DV-induced NET formation occurs via CLEC5A and TLR2 in vivo
We further examined NET formation after DV infection in vivo, where NETs were characterized by the presence of DNA (Hoechst 33342, blue), MPO (red), and histone (green) in mouse spleens (Supplementary Fig. 2) and quantified by determining the amounts of citrullinated histone H3 (Fig. 6a, c) and MPO (Fig. 6b, c) in spleens. We found that both citrullinated histone H3 and MPO were highly elevated in DV-infected stat1−/− mouse spleens (upper panels, Fig. 6a, b), but significantly reduced in stat1−/−clec5a−/− spleens (lower panels, Fig. 6a, b). Injection of DNase I or anti-TLR2 mAb further reduced the amounts of citrullinated histone and MPO (middle and right columns, Fig. 6a, b). Thus, we conclude that DV-induced NET formation in vivo occurs via activation of CLEC5A and TLR2.

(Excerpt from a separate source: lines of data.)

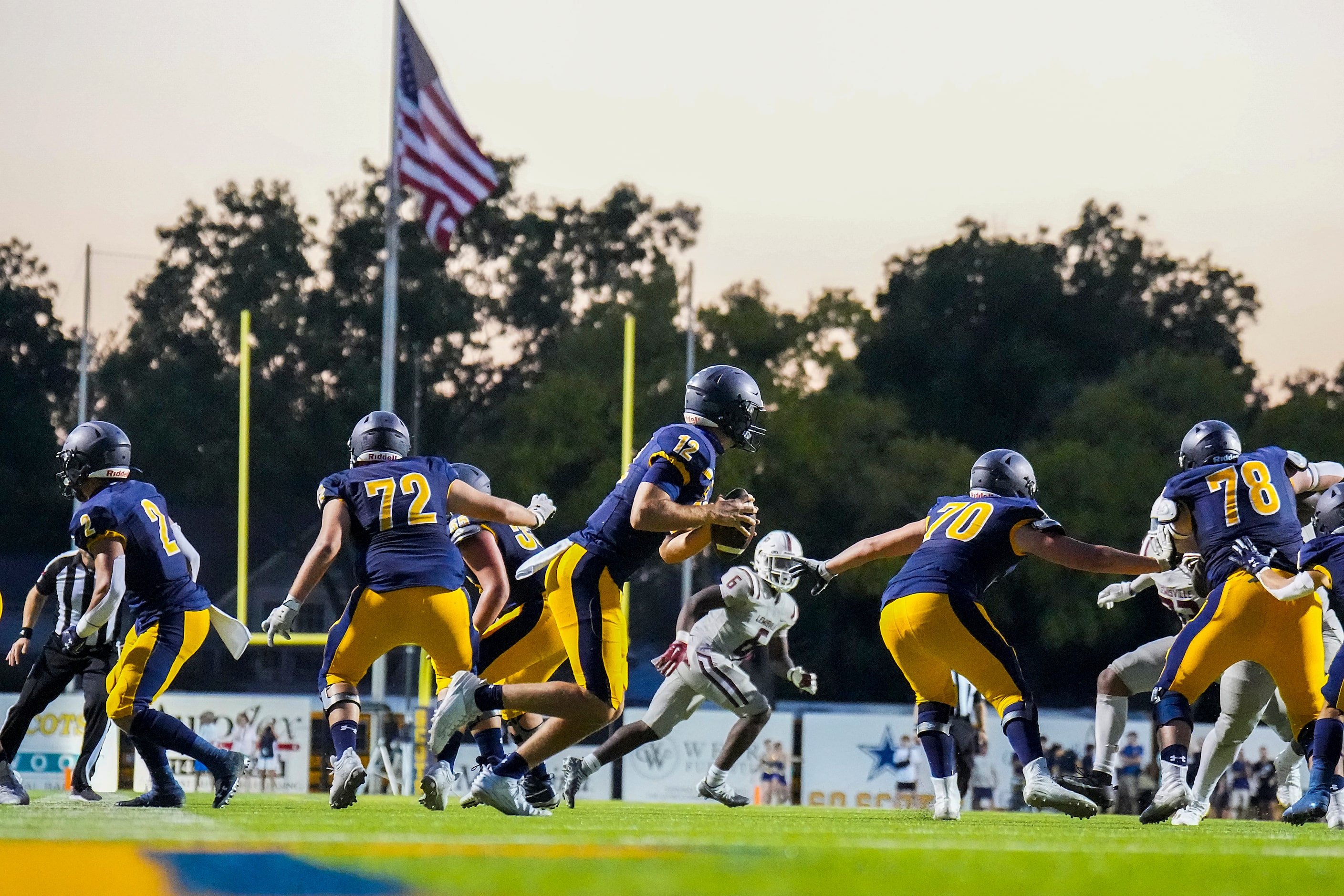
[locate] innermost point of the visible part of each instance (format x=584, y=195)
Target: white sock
x=1112, y=718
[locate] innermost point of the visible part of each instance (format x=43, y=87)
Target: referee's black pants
x=46, y=681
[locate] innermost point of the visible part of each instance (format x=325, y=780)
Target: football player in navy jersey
x=660, y=507
x=140, y=557
x=1223, y=504
x=933, y=621
x=1322, y=563
x=409, y=575
x=519, y=643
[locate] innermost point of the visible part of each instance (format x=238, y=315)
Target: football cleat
x=1172, y=794
x=1094, y=785
x=11, y=792
x=723, y=794
x=540, y=789
x=572, y=778
x=504, y=794
x=226, y=785
x=156, y=800
x=347, y=777
x=455, y=711
x=1190, y=816
x=437, y=785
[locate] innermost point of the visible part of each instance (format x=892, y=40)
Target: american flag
x=435, y=154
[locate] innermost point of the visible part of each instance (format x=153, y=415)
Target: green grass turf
x=666, y=849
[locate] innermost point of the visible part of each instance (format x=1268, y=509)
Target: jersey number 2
x=1259, y=485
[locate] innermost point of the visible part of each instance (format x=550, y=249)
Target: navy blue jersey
x=1252, y=499
x=679, y=460
x=157, y=577
x=400, y=523
x=1325, y=554
x=967, y=547
x=517, y=544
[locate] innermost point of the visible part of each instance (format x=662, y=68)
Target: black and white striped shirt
x=68, y=578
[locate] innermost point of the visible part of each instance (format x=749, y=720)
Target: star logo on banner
x=884, y=754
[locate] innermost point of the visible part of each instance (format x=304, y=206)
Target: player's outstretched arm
x=464, y=499
x=897, y=543
x=483, y=557
x=1080, y=555
x=697, y=606
x=31, y=610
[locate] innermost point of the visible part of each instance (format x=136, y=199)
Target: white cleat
x=1172, y=796
x=347, y=777
x=1291, y=785
x=723, y=794
x=1190, y=816
x=456, y=710
x=437, y=786
x=1041, y=792
x=504, y=794
x=1335, y=814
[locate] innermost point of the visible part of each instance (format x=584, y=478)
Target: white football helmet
x=779, y=559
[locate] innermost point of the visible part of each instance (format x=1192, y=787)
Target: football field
x=265, y=844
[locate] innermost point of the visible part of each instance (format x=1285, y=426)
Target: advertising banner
x=52, y=746
x=273, y=730
x=670, y=770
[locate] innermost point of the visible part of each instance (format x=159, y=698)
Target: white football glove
x=280, y=621
x=804, y=681
x=542, y=507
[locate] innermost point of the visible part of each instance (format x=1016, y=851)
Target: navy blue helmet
x=94, y=450
x=729, y=398
x=1328, y=516
x=473, y=476
x=1006, y=473
x=379, y=437
x=1209, y=442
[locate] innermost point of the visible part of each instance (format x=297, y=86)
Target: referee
x=70, y=578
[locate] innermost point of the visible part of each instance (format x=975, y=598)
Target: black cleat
x=156, y=800
x=236, y=766
x=1094, y=785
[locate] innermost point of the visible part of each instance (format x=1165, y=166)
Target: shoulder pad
x=461, y=527
x=1164, y=510
x=1047, y=526
x=741, y=583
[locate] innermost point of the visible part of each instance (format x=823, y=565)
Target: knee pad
x=1023, y=710
x=1174, y=707
x=335, y=695
x=935, y=717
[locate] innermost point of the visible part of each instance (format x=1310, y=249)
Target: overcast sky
x=819, y=139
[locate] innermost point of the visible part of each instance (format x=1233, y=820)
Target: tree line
x=1092, y=351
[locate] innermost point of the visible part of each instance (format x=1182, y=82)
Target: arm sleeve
x=187, y=550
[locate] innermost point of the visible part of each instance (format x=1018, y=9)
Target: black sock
x=343, y=735
x=449, y=751
x=490, y=698
x=512, y=768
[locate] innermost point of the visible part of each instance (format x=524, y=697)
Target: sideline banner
x=240, y=722
x=53, y=742
x=670, y=770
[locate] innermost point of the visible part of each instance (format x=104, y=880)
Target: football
x=728, y=539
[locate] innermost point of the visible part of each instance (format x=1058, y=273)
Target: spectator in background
x=907, y=773
x=1267, y=783
x=983, y=782
x=1240, y=798
x=1131, y=766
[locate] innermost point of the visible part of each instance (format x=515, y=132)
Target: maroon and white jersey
x=753, y=613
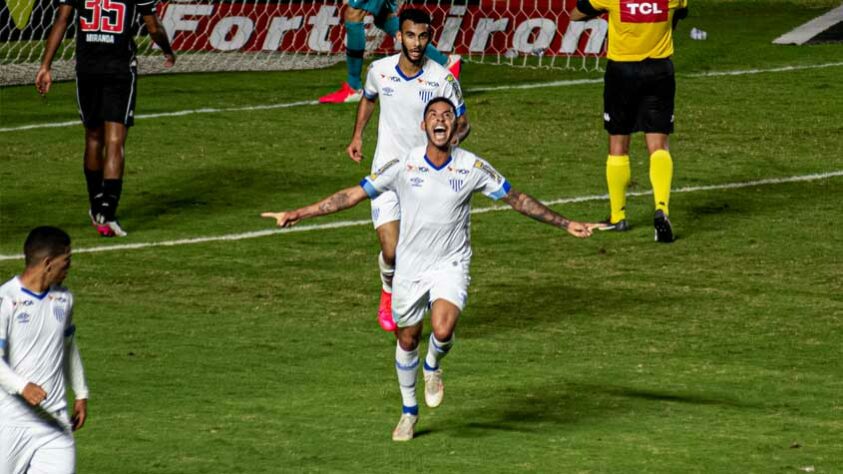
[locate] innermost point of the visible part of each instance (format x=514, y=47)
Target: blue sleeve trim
x=502, y=192
x=367, y=186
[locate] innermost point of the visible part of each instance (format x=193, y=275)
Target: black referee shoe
x=664, y=230
x=619, y=226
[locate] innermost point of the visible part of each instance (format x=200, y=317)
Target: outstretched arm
x=336, y=202
x=44, y=79
x=530, y=207
x=364, y=113
x=159, y=35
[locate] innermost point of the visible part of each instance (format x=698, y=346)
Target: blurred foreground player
x=38, y=353
x=434, y=184
x=106, y=87
x=383, y=12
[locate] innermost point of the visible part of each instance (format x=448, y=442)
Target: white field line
x=565, y=83
x=336, y=225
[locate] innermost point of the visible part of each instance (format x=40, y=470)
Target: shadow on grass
x=530, y=305
x=545, y=409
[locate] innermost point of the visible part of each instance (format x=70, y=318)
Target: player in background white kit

Simultaneous blockade of CLEC5A and TLR2 inhibits inflammation and increases survival of DV-infected mice
Proinflammatory cytokines play crucial roles in the pathogenesis of dengue hemorrhagic shock13, thus we asked whether DV-EVs also trigger proinflammatory cytokine release from macrophages. Compared to DV, DV-EVs induced higher amounts of TNF-α and IL-6 from macrophages (Fig. 7a). Moreover, both anti-CLEC5A mAb and anti-TLR2 mAb inhibited DV-EVs-induced proinflammatory cytokine release in vitro (Fig. 7b). We went on to examine the expression of proinflammatory cytokines in vivo. Compared to stat1−/− mice, stat1−/−clec5a−/− mice produced less proinflammatory cytokines after DV infection (Fig. 7c). Injection of anti-TLR2 mAb further suppressed proinflammatory cytokine production in stat1−/− and stat1−/−clec5a−/− mice (black columns, Fig. 7c). This observation suggests that DV infection leads to activation of CLEC5A-mediated and TLR2-mediated pathways to induce proinflammatory cytokine release.
We investigated the protective effects of anti-TLR2 mAb in stat1−/− and stat1−/−clec5a−/− mice after DV infection. While all stat1−/− mice died by 16 days post-DV infection, stat1−/−clec5a−/− mice were more resistant to DV infection (30% survival at 21 days). Anti-TLR2 mAb delayed, but did not prevent, the death of stat1−/− mice after DV infection (left, Fig. 7d). However, anti-TLR2 mAb increased the survival rate of stat1−/−clec5a−/− mice to 90% after DV infection (right, Fig. 7d). These observations suggest that simultaneous blockade of TLR2 and CLEC5A can further reduce DV-induced inflammatory reactions and protect mice from DV-induced lethality.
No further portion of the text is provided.